The Aguilars, through their attorney, have argued that they could not afford any comparable programs for Jose Jr. in Mexico, where attitudes toward autism and treatment of it are far less advanced than in the United States.
"We've been told our son can lead a productive, independent life," Aguilar said. "We're not sure about that if we have to go to Mexico."
Aguilar entered the United States illegally on foot in 1993, and has had steady work since then with a construction company that offered to sponsor an application for permanent residence.
That application has been stalled for more than two years, however, and the parents instead have been ordered to leave.
"I'm very grateful to the United States -- I've been here all these years, and I've been able to succeed, but now there's a threat to all our dreams," Aguilar said. "We're treated like delinquents; our children's future is at stake -- that's a high price to pay."
Not proficient in Spanish
The Gomez children have flourished in San Diego classrooms, and one of Michael's teachers at the Oak Park School Music Conservatory has written in support of their legal battle.
Michael scored in the top 1 percent on a standardized intelligence test and was accepted into an elite seminar program for gifted students in which class size is limited to 20.
"I like to build things," Michael said, who thinks he might want to be an engineer someday, developing robots.
The Gomez parents came to the United States separately 15 years ago from their home towns in the region around Acapulco -- Miguel crossing the border on foot, Guadalupe entering with a temporary visa that she overstayed.
Their family speaks English at home, and neither Michael nor Susan are proficient in Spanish. Neither child has ever been to Mexico -- their only contact with grandparents has been by phone.
"I don't like to think about it," Susan said of the threatened move to Mexico. "We don't know how to study in Spanish, so we'd have to start all over again. I don't know if we'd be able to go to college."
Susan and Michael have sent handwritten appeals to Sens. Barbara Boxer and Dianne Feinstein, both D-Calif., asking for help, though Velasquez says such appeals are a longshot.
Susan also has sent e-mails to the White House, asking President Bush for help.

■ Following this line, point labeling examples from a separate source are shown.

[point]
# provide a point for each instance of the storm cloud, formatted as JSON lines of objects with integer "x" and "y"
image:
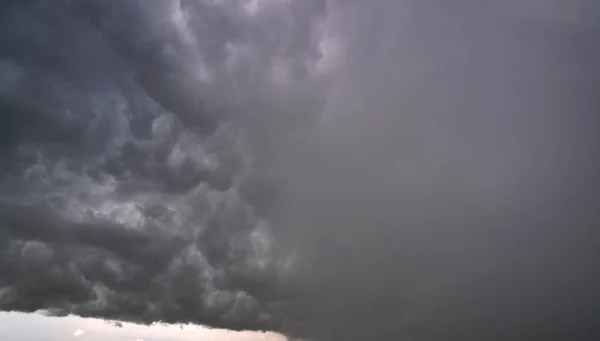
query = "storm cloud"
{"x": 330, "y": 170}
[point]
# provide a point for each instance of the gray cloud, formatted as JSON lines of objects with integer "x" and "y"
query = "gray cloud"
{"x": 189, "y": 161}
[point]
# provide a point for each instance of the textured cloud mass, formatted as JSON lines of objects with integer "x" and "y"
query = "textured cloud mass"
{"x": 332, "y": 170}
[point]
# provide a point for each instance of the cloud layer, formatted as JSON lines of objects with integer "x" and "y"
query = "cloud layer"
{"x": 334, "y": 170}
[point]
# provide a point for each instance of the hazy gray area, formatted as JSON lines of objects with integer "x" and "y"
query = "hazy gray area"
{"x": 332, "y": 170}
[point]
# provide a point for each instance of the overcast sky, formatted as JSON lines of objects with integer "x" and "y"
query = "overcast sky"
{"x": 332, "y": 170}
{"x": 35, "y": 327}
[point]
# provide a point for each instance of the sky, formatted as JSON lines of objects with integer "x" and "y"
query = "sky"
{"x": 330, "y": 170}
{"x": 26, "y": 327}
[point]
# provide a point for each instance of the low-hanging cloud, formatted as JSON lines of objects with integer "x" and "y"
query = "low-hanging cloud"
{"x": 331, "y": 170}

Unlike many other immigrants who have faced deportation, the Gomezes were not caught -- they turned themselves in to authorities on the advice of their previous lawyer, who wrongly predicted that the children's achievements would convince an immigration judge to grant the parents permanent residence.
"They acted in good faith, thinking they had such a strong case, and what they got is a slap in the face," said Velasquez. "Anyone who looks at this family can see they're good people, making a positive contribution to society. Why can't they stay?"
There may be no sweeping solutions to the dilemmas facing mixed-status families.
Even advocates sympathetic to the plight of America's estimated 9 million illegal immigrants do not argue that legal status should be bestowed automatically on those who bear children in the United States. But they would like to see laws changed to allow more discretion to immigration judges, so that families like the Gomezes and Aguilars would have a better chance of staying.
"Blended families being split apart, forced to live underground -- it's a symptom of an immigration system that's totally broken," said Judie Golub of the American Immigration Lawyers Association.